A review of the Committees’ recent investigations reveals a few common elements that the Committees seem to believe warrant investigation:

  1. The organization previously supported individuals, entities, or groups that have been targeted by the Trump Administration.
  2. The organization previously supported causes, such as environmental activism, the recognition of climate change, or diversity, equity, and inclusion initiatives, which have been targeted by the Trump administration. 
  3. The organization allegedly shared non-public, purportedly competitively sensitive information, such as financial aid numbers, tuition rates, proxy voting plans, specific supply prices, prices charged to customers, and planned employee compensation offers. 
  4. The organization behaved similarly, voted similarly, or otherwise showed signs that may indicate coordination with their competitors and peers to achieve shared goals.
  5. The organization allegedly engaged in communication and coordination with competitors to achieve a shared goal. 
  6. The organization received an exemption from antitrust laws and regulations from past Congresses. 
  7. The organization has or is perceived to have an ideological or political agenda that differs from the Trump Administration’s.
  8. The organization has taken actions that may have reduced output or customer choice, particularly if those actions were taken near in time to similar actions by competitors or peers.
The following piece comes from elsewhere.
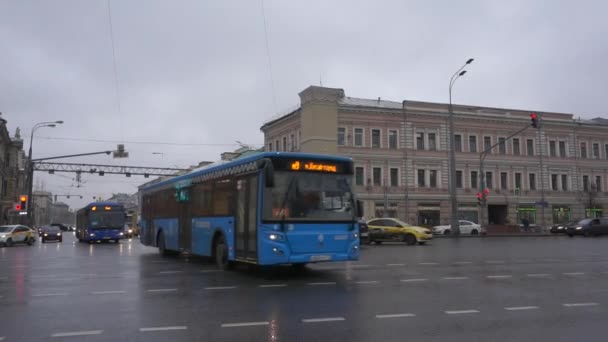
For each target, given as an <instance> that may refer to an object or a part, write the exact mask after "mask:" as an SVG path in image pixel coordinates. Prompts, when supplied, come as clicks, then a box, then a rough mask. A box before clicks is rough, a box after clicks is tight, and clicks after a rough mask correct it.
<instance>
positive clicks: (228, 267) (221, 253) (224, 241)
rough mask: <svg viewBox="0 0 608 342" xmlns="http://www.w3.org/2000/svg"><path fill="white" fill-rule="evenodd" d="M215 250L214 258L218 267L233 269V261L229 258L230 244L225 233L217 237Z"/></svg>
mask: <svg viewBox="0 0 608 342" xmlns="http://www.w3.org/2000/svg"><path fill="white" fill-rule="evenodd" d="M213 250H214V251H215V253H214V254H215V255H214V259H215V264H216V265H217V268H219V269H220V270H224V271H227V270H229V269H231V268H232V262H231V261H230V260H228V246H227V245H226V239H225V238H224V236H223V235H220V236H218V237H217V239H216V240H215V247H214V248H213Z"/></svg>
There are steps that organizations can take to reduce the chances of receiving letters from the Judicial Committees:

  • Conduct a comprehensive review of the organization’s public presence to ensure that it emphasizes compliance with all applicable laws, including but not limited to the Sherman Antitrust Act and the Clayton Act.
  • Avoid discussing information about competitors’ operations, strategies, prices, or related sensitive confidential information if that information is not already publicly known.
  • Do not discuss pricing, customers, or any other sensitive confidential information with competitors. 
  • Consider direct advocacy before Congress and the Administration, leveraging memberships in trade associations or directly engaging with elected officials to ensure that your organization’s conduct is not drawing unwanted attention.